O terminal de passageiros é tumultuado pelo assédio das vendedoras de passagens e algo irritante os gritos dos motoristas no momento em que você está com dor de cabeça e náusea causada pela altitude. Ainda bem que não embarcou em nosso ônibus uma “chola” que tinha na bagagem 1/4 de uma vaca com osso em saco improvisado.
O sistema pinga-pinga da viagem é bem o divertido e explica em parte a duração de 3h45 para se percorrer 200 quilômetros. Na verdade, o ônibus, todo colorido, é velho, lento, mais para sujo, e a estrada muito desafiadora. Bastante sinuosa e cheia de sobe-desce, a rodovia está quase toda assentada em altitude acima dos 4 mil metros.

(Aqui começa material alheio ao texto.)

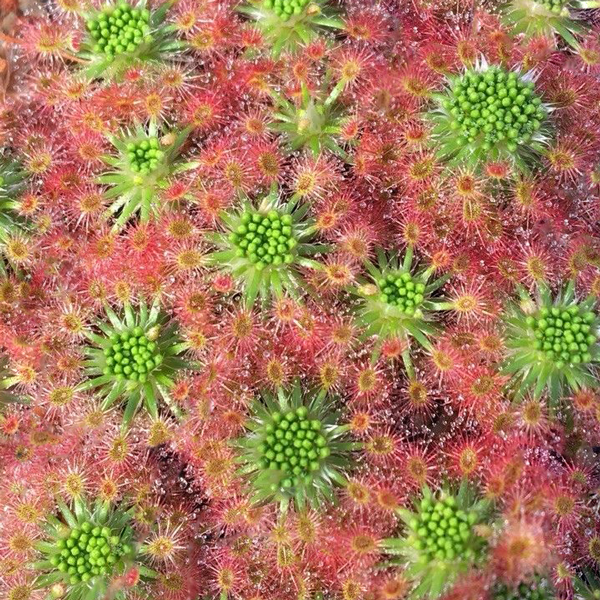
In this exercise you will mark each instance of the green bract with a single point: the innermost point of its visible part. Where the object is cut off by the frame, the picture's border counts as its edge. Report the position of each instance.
(587, 588)
(12, 182)
(294, 449)
(552, 343)
(290, 24)
(443, 539)
(141, 170)
(315, 124)
(136, 358)
(538, 589)
(122, 34)
(6, 382)
(396, 301)
(264, 247)
(490, 114)
(545, 18)
(85, 549)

A paisagem é deslumbrante e vai se alterando na medida em que o ônibus faz lenta progressão pela cordilheira andina. Em um momento há pastagens com milhares de lhamas a perder de vista.
Em outro, paredões de rochas cobertos de cactos. Há momentos em que os Andes oferecem no cume da montanha crista de pináculos vermelhos a contrastar com o céu 100% azul.

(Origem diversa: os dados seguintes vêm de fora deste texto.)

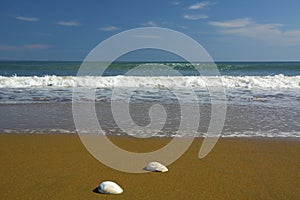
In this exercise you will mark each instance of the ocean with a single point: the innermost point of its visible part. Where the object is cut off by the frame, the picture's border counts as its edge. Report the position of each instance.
(262, 98)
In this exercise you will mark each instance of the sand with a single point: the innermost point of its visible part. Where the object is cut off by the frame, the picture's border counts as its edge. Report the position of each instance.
(59, 167)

Existe um aviso expresso no ônibus a advertir ser proibido comer no interior do veículo, mas não faltam vendedoras ambulantes de comidas no corredor da viatura toda vez que há parada em um vilarejo. Sem falar da comida levada a bordo pelos próprios passageiros. A sensação é de que você está em um trem na Alemanha, onde o pessoal transforma o vagão em loja de fast food.
Mesmo morto de fome, não quis me arriscar, pois ainda trago no abdômen as consequências de ter bebido um suco de mamão, de duvidosa procedência, em copo de vidro com mancha permanente de caldo de bactéria. Legado da espelunca do hotel de Santa Cruz de la Sierra de triste lembrança.

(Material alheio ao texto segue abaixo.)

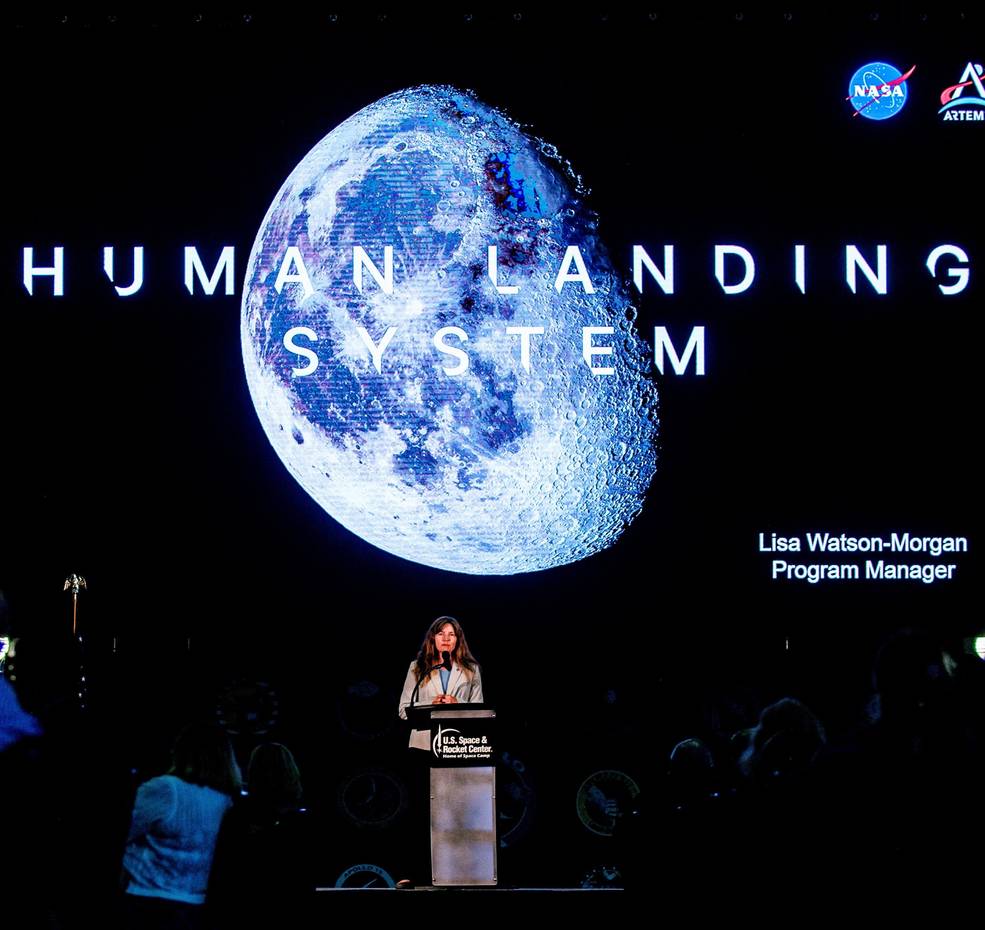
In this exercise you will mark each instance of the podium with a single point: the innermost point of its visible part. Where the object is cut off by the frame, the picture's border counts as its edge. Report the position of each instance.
(463, 791)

Não sou muito fã de bicho, mas achei a lhama um espetáculo de simpatia. Elas têm o pescoço espigado, o pêlo viçoso e parecem sorrir para ti enquanto pastam as gramíneas ásperas do solo andino. Ainda não está decidido, mas a tendência é não comer um filé do bicho no almoço.
Na última meia-hora de viagem, a estrada se apruma em uma planície alongada de perder de vista. É uma reta só e o motorista do ônibus aproveita para baixar o pé no acelerador.
Bateu uma vontade expressiva de comer frango bem frito com limão galego. O que não falta na culinária boliviana é frango. Agora, se você me perguntar se é saboroso o modo de preparo, eu diria que não. Aqui ninguém sabe fazer um frango a passarinho.